On 02/05/2019 10:10 AM, Michael Ellerman wrote:
Christophe Leroy <christophe.le...@c-s.fr> writes:
Le 20/12/2018 à 23:35, Benjamin Herrenschmidt a écrit :

    /*
     * MSR_KERNEL is > 0x10000 on 4xx/Book-E since it include MSR_CE.
@@ -205,20 +208,46 @@ transfer_to_handler_cont:
        mflr    r9
        lwz     r11,0(r9)               /* virtual address of handler */
        lwz     r9,4(r9)                /* where to go when done */
+#if defined(CONFIG_PPC_8xx) && defined(CONFIG_PERF_EVENTS)
+       mtspr   SPRN_NRI, r0
+#endif

That's not part of your patch, it's already in the tree.

Yup rebase glitch.

   .../...

I tested it on the 8xx with the below changes in addition. No issue seen
so far.

Thanks !

I'll merge that in.

I'm currently working on a refactorisation and simplification of
exception and syscall entry on ppc32.

I plan to take your patch in my serie as it helps quite a bit. I hope
you don't mind. I expect to come out with a series this week.

Ben's AFK so go ahead and pull it in to your series if that helps you.
The main obscure area is that business with the irqsoff tracer and thus
the need to create stack frames around calls to trace_hardirqs_* ... we
do it in some places and not others, but I've not managed to make it
crash either. I need to get to the bottom of that, and possibly provide
proper macro helpers like ppc64 has to do it.

I can't see anything special around this in ppc32 code. As far as I
understand, a stack frame is put in place when there is a need to
save and restore some volatile registers. At the places where nothing
needs to be saved, nothing is done. I think that's the normal way for
any function call, isn't it ?

The concern was that the irqsoff tracer was doing
__builtin_return_address(1) (or some number > 0) and that crashes if
there aren't sufficiently many stack frames available.

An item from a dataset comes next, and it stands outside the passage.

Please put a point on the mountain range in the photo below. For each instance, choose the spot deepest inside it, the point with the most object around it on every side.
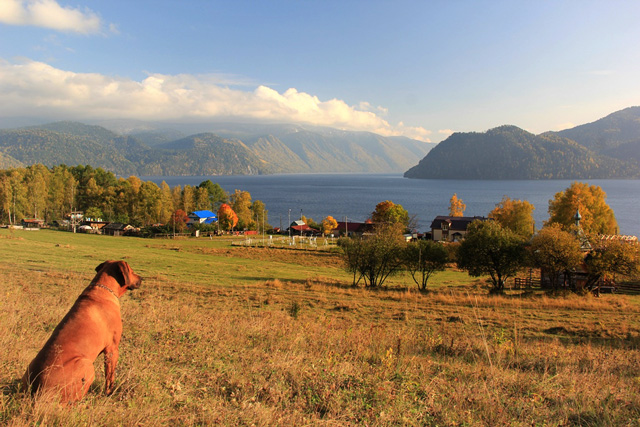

See ftrace_return_address.

Possibly the answer is that we don't have CONFIG_FRAME_POINTER and so we
get the empty version of that.


Yes indeed, ftrace_return_address(1) is not __builtin_return_address(1) but 0ul as CONFIG_FRAME_POINTER is not defined. So the crash can't be due to that as it would then crash regardless of whether we set a stack frame or not. And anyway, as far as I understand, if the stack is properly initialised, __builtin_return_address(X) returns NULL and don't crash when the top of backtrace is reached.

Do you have more details about the said crash ? I think we should file an issue for it in our issue databse.

For the time being, I'll get rid of that unneccessary stack frame in entry_32.S as part of my syscall prolog optimising series.